Discussion in 'Rendering Technology and APIs' started by A1xLLcqAgt0qc2RyMz0y, Jul 29, 2015.
If only there were workloads from the heavens...
It's mostly a matter of sensible design, really.
I don't know if they come from Heaven or not, but jobs certainly rain from the sky. Like I said, you need to be a bit sensible about how you handle them though. Rather than looking for jobs that be split in to six or eight parts, just look for jobs that can be done six or eight at a time. There should be thousands of those.

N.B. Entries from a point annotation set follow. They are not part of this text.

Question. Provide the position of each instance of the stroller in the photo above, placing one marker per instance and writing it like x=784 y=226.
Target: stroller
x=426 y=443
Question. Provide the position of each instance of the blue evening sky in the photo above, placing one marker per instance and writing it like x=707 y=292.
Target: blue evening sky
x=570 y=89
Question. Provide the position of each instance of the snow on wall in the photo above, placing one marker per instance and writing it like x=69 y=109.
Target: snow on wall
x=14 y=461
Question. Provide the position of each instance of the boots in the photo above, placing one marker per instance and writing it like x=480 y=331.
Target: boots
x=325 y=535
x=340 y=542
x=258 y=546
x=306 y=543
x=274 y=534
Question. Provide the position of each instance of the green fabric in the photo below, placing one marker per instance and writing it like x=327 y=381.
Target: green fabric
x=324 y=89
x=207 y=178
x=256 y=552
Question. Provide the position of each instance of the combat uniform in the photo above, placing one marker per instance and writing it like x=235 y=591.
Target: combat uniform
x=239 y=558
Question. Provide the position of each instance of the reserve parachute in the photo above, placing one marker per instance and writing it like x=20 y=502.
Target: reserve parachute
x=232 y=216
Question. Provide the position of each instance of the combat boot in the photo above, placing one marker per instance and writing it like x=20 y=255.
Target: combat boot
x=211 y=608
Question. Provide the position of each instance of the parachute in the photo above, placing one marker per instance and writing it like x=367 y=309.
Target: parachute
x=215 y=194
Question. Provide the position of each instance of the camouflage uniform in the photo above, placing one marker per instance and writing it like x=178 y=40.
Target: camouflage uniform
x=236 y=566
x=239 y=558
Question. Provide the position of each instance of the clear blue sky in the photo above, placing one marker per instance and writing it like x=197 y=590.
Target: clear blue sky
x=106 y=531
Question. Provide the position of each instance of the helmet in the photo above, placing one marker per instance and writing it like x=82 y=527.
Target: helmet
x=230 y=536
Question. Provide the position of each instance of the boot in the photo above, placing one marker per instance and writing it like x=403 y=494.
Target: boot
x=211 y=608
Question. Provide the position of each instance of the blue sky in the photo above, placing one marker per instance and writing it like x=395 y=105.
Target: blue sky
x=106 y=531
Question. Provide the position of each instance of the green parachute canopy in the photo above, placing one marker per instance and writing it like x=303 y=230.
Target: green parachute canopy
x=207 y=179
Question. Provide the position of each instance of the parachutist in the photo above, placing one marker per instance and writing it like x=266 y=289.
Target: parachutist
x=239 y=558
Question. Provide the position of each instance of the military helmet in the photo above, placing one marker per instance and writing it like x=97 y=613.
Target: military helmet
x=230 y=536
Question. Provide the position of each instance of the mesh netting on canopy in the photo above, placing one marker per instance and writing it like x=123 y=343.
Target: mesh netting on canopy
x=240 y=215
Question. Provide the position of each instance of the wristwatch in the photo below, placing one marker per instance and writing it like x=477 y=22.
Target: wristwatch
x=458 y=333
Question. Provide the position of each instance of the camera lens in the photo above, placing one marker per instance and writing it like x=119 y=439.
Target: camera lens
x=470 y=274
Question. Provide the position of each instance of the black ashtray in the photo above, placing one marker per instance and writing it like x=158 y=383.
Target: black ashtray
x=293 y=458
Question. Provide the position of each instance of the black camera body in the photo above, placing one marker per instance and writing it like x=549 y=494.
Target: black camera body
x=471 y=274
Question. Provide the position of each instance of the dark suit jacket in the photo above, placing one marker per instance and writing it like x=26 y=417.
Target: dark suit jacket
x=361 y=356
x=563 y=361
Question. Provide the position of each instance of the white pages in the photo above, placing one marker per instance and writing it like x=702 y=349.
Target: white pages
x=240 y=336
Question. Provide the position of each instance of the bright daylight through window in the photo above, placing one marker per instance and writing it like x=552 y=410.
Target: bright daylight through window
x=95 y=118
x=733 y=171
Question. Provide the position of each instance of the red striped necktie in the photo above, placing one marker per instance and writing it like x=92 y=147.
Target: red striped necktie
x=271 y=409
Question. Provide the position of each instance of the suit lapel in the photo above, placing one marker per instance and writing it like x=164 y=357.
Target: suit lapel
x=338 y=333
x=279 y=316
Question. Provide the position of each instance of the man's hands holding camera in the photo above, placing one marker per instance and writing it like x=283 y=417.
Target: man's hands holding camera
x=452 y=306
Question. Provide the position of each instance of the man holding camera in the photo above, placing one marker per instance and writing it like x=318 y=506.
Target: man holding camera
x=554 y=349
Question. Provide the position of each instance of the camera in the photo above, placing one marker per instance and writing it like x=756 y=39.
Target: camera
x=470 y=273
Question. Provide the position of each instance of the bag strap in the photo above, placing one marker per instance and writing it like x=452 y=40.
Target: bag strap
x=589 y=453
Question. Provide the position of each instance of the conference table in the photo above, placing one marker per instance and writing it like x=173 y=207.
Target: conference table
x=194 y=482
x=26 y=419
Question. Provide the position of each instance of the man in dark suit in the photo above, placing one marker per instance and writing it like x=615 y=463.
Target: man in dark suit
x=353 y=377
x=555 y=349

Naughty Dog gave a nice presentation on their PS4 engine, which is set up fairly similarly to Apple's Grand Central Dispatch. In a nutshell, rather than having a main thread on one core which then spawns sub-threads on other cores, you create a job-agnostic worker thread for each core, however many cores that may be. When writing your code, you divide it up as atomically as possible, ideally packaging just about every function call as a discreet job.
Those jobs are then placed on to a master job queue, as assigned to worker threads as the latter become available. Since most function calls don't really depend on anything else, it's not difficult at all to find six or twelve that could be executed simultaneously, given the thousands of lines of code in a typical app, and the fact that most systems will be running several apps at once. Some functions actually do depend on input that's to be provided by other functions, but those can be placed in to a serial queue where they are guaranteed to be executed in order, but again, each specific job will be executed by whichever worker thread happens to become available at the right time.
I know a few games having used GCD, the alternative is Cilk (each thread has its own work queue + work stealing breadth first, execution depth first), both are fine, of course the problem is to get everyone on board with using it (shouldn't be too hard but it may), and making work items the right size (too small you have too much overhead, too big and you wait too long on sync for the last one to finish).
Today you also have to consider which processor to use and which algorithm to use (since CPU & GPU differ quite a bit, although if you target AVX & GPU you could write SPMD code for either...).
It's a bit sad GPU can't seem (or I missed it) to be able to run asynchronously, they are still slave to the CPU
D3D12 certainly is a good step forward, but IMO (expressed elsewhere also) not having gfxVirtualAlloc/gfxVirtualFree is a major pain that will cost thousands of man-hours efforts needlessly ! A bad move.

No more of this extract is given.